Extremely versatile and one of the most popular herbs in the culinary world, thyme is a perennial from the mint family. Thyme is believed to have originated in the Mediterranean area and has many cultivars, but the most common variety is garden (French) thyme, which has light grayish-green leaves and a pungent, somewhat minty, light-lemon aroma. Other “culinary” sub-varieties include English, lemon thyme, orange thyme, silver thyme and caraway thyme.

Where can you find fresh thyme?

Thyme is sold both fresh and dried at Nino’s. Our fresh thyme is available year round and is sold in bunches of sprigs. You’ll find it MUCH more flavorful than dried, but it generally doesn’t keep well for more than 10 days, so depending on your needs, it may be less convenient. If you do choose fresh thyme, my best storage tip is to wrap it in a dampened paper towel and place it in a sealed plastic container in your fridge.

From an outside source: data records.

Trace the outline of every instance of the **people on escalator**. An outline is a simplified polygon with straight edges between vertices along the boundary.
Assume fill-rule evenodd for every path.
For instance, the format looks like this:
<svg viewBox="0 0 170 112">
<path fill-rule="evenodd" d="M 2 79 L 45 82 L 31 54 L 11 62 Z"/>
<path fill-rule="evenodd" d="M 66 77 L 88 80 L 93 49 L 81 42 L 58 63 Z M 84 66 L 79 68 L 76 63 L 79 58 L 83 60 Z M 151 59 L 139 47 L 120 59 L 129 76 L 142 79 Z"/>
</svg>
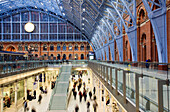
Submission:
<svg viewBox="0 0 170 112">
<path fill-rule="evenodd" d="M 78 112 L 78 111 L 79 111 L 79 106 L 76 105 L 76 107 L 75 107 L 75 112 Z"/>
</svg>

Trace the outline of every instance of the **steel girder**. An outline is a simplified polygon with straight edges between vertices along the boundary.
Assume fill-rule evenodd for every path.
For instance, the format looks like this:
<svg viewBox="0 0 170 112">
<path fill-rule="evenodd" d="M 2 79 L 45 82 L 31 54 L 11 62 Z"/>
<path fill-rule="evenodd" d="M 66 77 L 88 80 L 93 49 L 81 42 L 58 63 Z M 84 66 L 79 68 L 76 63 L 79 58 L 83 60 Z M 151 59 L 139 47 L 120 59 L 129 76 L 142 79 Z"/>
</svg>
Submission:
<svg viewBox="0 0 170 112">
<path fill-rule="evenodd" d="M 130 3 L 130 5 L 133 5 L 133 12 L 130 11 L 129 7 L 127 6 L 127 3 L 125 3 L 124 0 L 120 0 L 120 1 L 121 1 L 121 3 L 119 3 L 118 0 L 114 1 L 114 3 L 113 3 L 112 0 L 110 0 L 110 4 L 113 6 L 114 11 L 119 16 L 120 20 L 122 21 L 122 23 L 125 27 L 125 31 L 127 32 L 130 46 L 131 46 L 131 51 L 132 51 L 132 60 L 137 61 L 136 0 L 132 0 L 132 2 Z M 115 4 L 116 4 L 116 6 L 115 6 Z M 118 6 L 120 4 L 123 6 L 123 9 L 121 11 L 119 11 L 120 8 Z M 129 17 L 132 19 L 132 23 L 125 20 L 123 18 L 123 14 L 128 14 Z M 128 25 L 126 23 L 131 24 L 131 25 L 133 24 L 133 26 L 128 27 Z M 123 42 L 122 39 L 121 40 L 118 39 L 118 44 L 122 43 L 122 42 Z M 121 49 L 121 50 L 123 50 L 123 49 Z"/>
<path fill-rule="evenodd" d="M 160 63 L 167 63 L 167 29 L 166 29 L 166 0 L 142 0 L 151 21 L 156 38 L 158 58 Z M 159 7 L 154 9 L 154 6 Z"/>
</svg>

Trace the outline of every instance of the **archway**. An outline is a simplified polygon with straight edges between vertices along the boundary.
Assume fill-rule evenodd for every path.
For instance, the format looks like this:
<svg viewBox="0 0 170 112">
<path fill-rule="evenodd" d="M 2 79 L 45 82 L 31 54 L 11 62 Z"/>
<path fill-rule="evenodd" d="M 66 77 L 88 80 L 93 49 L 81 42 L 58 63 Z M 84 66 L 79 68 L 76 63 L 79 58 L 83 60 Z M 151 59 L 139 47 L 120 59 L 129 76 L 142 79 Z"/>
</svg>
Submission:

How do you use fresh thyme?

If you’re using fresh thyme for the very 1st time in recipes, you’ll usually see it measured in bunches, sprigs or by the teaspoon or tablespoon. To measure a tablespoon, remove the tiny leaves from the somewhat firm “sprigs” by either scraping them with the back of a knife or by pulling them through the fingers or tines of a fork. The small, softer stems toward the very top of the sprig are often so tender that they can be used as part of your measurement as well. The resulting leaves are usually lightly chopped and then measured. Chopping also helps to release the oils in the leaves that give thyme much of their flavor.

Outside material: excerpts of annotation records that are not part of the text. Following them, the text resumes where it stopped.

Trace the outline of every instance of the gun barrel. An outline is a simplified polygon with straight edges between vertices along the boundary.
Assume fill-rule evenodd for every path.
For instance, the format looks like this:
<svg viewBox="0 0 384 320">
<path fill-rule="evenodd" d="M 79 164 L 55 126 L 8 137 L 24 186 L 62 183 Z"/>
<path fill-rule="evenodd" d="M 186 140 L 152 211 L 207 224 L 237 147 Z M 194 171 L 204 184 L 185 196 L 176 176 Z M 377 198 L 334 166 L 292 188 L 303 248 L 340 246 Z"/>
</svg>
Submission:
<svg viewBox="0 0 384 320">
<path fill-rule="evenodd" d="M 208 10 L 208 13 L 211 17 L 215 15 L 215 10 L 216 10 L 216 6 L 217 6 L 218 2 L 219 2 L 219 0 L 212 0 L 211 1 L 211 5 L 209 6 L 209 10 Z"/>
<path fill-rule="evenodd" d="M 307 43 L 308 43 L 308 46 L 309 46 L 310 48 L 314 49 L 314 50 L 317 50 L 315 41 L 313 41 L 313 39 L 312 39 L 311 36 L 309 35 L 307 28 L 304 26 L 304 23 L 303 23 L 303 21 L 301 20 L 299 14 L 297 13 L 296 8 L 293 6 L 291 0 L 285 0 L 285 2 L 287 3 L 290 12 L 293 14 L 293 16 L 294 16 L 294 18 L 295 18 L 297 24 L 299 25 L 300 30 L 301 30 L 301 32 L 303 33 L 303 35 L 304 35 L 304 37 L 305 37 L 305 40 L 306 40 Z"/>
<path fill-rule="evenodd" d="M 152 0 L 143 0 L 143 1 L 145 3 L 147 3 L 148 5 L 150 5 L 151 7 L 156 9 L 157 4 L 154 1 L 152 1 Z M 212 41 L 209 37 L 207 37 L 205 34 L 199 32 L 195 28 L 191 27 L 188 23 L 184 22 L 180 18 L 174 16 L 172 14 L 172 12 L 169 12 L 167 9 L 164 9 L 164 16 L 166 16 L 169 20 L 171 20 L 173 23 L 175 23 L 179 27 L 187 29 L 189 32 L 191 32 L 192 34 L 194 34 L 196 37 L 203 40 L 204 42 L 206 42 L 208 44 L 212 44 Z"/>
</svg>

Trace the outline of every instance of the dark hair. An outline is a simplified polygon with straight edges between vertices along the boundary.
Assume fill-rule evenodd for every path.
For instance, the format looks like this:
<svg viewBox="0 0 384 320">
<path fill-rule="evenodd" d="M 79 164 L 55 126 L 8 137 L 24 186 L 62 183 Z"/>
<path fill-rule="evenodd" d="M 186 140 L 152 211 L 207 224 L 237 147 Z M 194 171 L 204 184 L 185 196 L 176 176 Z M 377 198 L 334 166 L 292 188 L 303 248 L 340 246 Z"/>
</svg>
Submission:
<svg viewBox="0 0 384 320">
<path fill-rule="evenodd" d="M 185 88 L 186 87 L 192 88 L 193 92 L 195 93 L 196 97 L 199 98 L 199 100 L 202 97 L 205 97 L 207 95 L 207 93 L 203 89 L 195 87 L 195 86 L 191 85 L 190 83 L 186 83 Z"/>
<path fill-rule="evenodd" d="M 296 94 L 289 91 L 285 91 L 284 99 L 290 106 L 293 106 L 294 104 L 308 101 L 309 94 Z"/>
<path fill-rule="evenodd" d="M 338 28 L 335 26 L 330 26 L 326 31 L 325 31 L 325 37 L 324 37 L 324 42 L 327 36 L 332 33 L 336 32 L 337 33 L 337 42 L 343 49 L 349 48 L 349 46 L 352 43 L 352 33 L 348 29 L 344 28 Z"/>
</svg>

If you’re using dry leaf thyme, on the other hand, you’ll want to keep it in an airtight container in a cool place. If you do that, it easily has six months of good, usable shelf life. Dry thyme is what most people keep around the kitchen because you never know when a recipe might call for it, and thankfully, thyme retains its flavor in dry form much better than most herbs. However, when you can plan ahead, there’s nothing like fresh thyme in your recipes.

What to learn more about thyme?

Nino’s has a terrific packet of information from one of our live cooking shows that we devoted entirely to fresh herbs. The packet entitled Nino’s Fresh Herbs contains additional tips and recipes for use with many of your favorite herbs.


And of course, we have a number of recipes on Nino’s website that use thyme. Here are several:

Give fresh thyme a try in one of your next recipes. You’ll enjoy its aromatic flavor as a distinctive departure from basil or marjoram and a welcome addition to your seasoning repertoire.